What did Galapagos (GLPG) shareholders approve at the 2026 meetings?

Shareholders approved all resolutions, including 2025 non-consolidated accounts, the remuneration report, liability releases for directors and auditor, multiple board (re)appointments, a renewed auditor mandate, a share buyback authorization, and renewed authority for the board to increase share capital within defined limits.

How is Galapagos (GLPG) changing its corporate name and governance structure?

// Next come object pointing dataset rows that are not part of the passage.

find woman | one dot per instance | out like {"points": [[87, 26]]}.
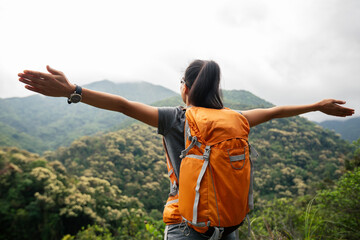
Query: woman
{"points": [[199, 87]]}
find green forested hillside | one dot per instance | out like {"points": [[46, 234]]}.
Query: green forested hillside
{"points": [[117, 184], [113, 184], [38, 123], [348, 129]]}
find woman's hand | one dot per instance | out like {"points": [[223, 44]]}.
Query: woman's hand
{"points": [[332, 107], [53, 84], [327, 106]]}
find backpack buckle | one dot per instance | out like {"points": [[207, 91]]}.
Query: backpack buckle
{"points": [[207, 153]]}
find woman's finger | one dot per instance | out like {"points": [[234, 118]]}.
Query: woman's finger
{"points": [[34, 89], [53, 71], [38, 74], [31, 83], [38, 80]]}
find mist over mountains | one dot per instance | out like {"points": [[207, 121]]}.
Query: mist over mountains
{"points": [[37, 123]]}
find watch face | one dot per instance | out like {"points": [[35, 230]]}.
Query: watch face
{"points": [[75, 98]]}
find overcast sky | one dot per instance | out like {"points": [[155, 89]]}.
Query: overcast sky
{"points": [[286, 52]]}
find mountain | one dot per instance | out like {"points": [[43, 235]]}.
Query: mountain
{"points": [[38, 123], [348, 129]]}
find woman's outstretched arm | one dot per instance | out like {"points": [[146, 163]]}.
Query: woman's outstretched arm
{"points": [[55, 84], [327, 106]]}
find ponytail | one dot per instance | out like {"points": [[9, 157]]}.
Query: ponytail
{"points": [[203, 80]]}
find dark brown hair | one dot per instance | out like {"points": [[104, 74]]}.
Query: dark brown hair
{"points": [[203, 80]]}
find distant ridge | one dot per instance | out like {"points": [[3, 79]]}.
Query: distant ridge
{"points": [[37, 123], [348, 129]]}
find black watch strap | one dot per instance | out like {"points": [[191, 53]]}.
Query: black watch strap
{"points": [[76, 94]]}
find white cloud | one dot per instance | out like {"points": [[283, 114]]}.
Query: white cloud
{"points": [[287, 52]]}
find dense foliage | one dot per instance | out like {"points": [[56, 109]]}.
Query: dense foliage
{"points": [[349, 128], [37, 124], [41, 200], [113, 185]]}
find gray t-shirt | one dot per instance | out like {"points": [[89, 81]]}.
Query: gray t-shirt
{"points": [[171, 126]]}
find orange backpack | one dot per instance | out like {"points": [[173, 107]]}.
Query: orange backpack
{"points": [[215, 180]]}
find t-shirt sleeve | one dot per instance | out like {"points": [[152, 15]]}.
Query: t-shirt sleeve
{"points": [[167, 118]]}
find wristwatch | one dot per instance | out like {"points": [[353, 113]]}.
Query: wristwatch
{"points": [[75, 97]]}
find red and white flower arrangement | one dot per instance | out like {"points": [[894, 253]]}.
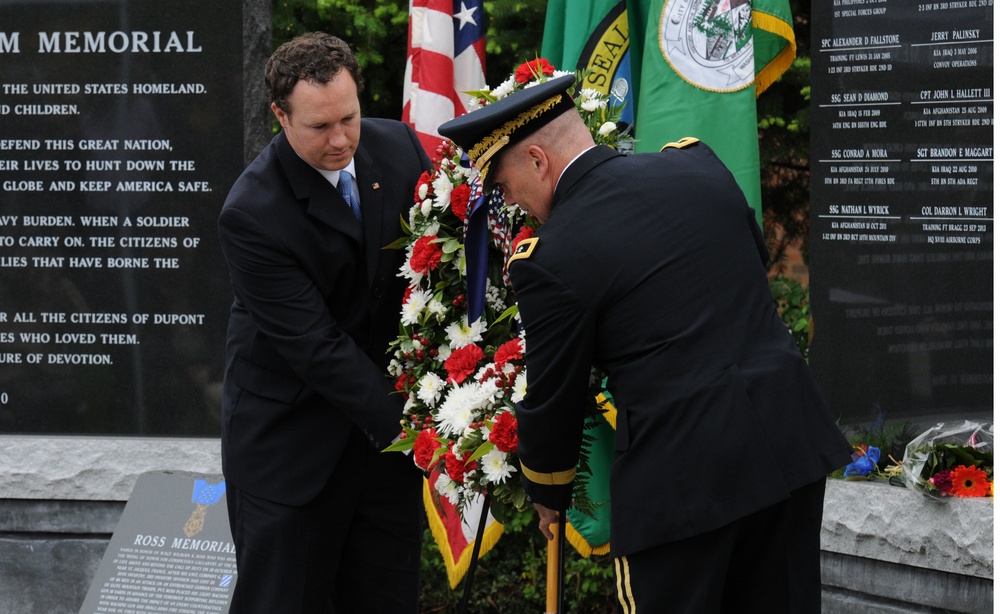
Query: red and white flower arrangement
{"points": [[461, 379]]}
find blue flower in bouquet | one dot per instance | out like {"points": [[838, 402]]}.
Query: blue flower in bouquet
{"points": [[865, 462]]}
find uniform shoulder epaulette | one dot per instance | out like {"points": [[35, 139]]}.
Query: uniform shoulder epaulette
{"points": [[681, 144], [523, 250]]}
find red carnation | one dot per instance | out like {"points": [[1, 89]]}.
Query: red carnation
{"points": [[508, 352], [457, 467], [462, 362], [504, 433], [526, 233], [424, 448], [460, 200], [426, 254], [401, 381], [425, 178], [530, 70]]}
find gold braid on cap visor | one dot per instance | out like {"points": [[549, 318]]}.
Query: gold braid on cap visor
{"points": [[487, 147]]}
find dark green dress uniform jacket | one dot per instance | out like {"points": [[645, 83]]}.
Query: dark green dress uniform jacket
{"points": [[651, 268]]}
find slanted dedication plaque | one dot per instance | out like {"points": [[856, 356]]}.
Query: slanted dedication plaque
{"points": [[901, 244], [172, 550], [121, 131]]}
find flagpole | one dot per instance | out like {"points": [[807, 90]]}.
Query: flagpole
{"points": [[554, 569], [475, 556]]}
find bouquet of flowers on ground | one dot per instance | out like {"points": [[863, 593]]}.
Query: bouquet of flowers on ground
{"points": [[461, 374], [951, 459]]}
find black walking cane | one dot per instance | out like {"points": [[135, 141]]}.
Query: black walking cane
{"points": [[467, 595], [555, 572]]}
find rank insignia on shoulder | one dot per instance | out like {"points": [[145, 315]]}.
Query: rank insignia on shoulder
{"points": [[681, 144], [523, 250]]}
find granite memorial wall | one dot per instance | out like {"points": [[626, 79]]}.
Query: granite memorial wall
{"points": [[901, 228], [121, 130]]}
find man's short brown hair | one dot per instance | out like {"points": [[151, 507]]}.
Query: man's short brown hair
{"points": [[315, 57]]}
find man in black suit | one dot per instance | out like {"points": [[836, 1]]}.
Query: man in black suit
{"points": [[651, 267], [321, 520]]}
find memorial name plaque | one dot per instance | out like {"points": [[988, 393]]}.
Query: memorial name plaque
{"points": [[171, 551], [901, 229], [121, 131]]}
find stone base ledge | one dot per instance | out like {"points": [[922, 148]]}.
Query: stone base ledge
{"points": [[873, 520], [95, 468]]}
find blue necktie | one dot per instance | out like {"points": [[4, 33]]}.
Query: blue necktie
{"points": [[345, 185]]}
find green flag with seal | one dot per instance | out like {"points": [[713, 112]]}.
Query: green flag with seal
{"points": [[592, 36], [699, 67]]}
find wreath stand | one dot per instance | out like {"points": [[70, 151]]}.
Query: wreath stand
{"points": [[554, 566]]}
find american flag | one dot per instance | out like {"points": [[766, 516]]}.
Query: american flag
{"points": [[445, 57]]}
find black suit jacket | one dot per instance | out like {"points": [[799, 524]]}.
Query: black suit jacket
{"points": [[651, 267], [317, 301]]}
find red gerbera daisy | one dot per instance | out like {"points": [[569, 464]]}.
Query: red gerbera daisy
{"points": [[969, 482]]}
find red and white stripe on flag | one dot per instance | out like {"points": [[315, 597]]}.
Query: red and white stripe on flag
{"points": [[446, 55]]}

Shareholders approved changing the company name to Lakefront Biotherapeutics effective May 8, 2026, and amended representation rules so the company is represented by two directors acting jointly, with at least one being an independent director as defined under Belgian company law and governance codes.

What share buyback authority did Galapagos (GLPG) receive from shareholders?

Shareholders authorized the company to acquire up to 10% of shares outstanding at the end of the April 28, 2026 meeting, at prices within 15% above or below the prior day’s Euronext Brussels closing price. This authorization is valid for five years from its publication in the Belgian State Gazette.

What capital increase flexibility did Galapagos (GLPG) shareholders grant the Board?

The Board received renewed authority to increase subscribed share capital by up to 20% of the current capital over five years. Increases can use shares, convertible bonds, or subscription rights and may include incentive plans, with the Board allowed to limit or cancel preferential subscription rights under specified Belgian law conditions.

Who is Galapagos’ (GLPG) statutory auditor and what are the agreed fees?

Shareholders re-appointed BDO Bedrijfsrevisoren BV, represented by Ellen Lombaerts, as statutory auditor for three years, with annual remuneration of EUR 495,000 excluding VAT. They also approved an additional annual EUR 50,000 for assurance over sustainability reporting under the Corporate Sustainability Reporting Directive framework.

Which new and existing directors were confirmed at Galapagos’ 2026 meetings?

Shareholders confirmed executive director Henry Gosebruch, several independent non-executive directors including Jane Griffiths, Dawn Svoronos, Neil Johnston, Paulo Fontoura, and newly appointed independent director and chair Gino Santini, as well as non-executive director Devang Bhuva, with mandates generally running to annual meetings between 2028 and 2030.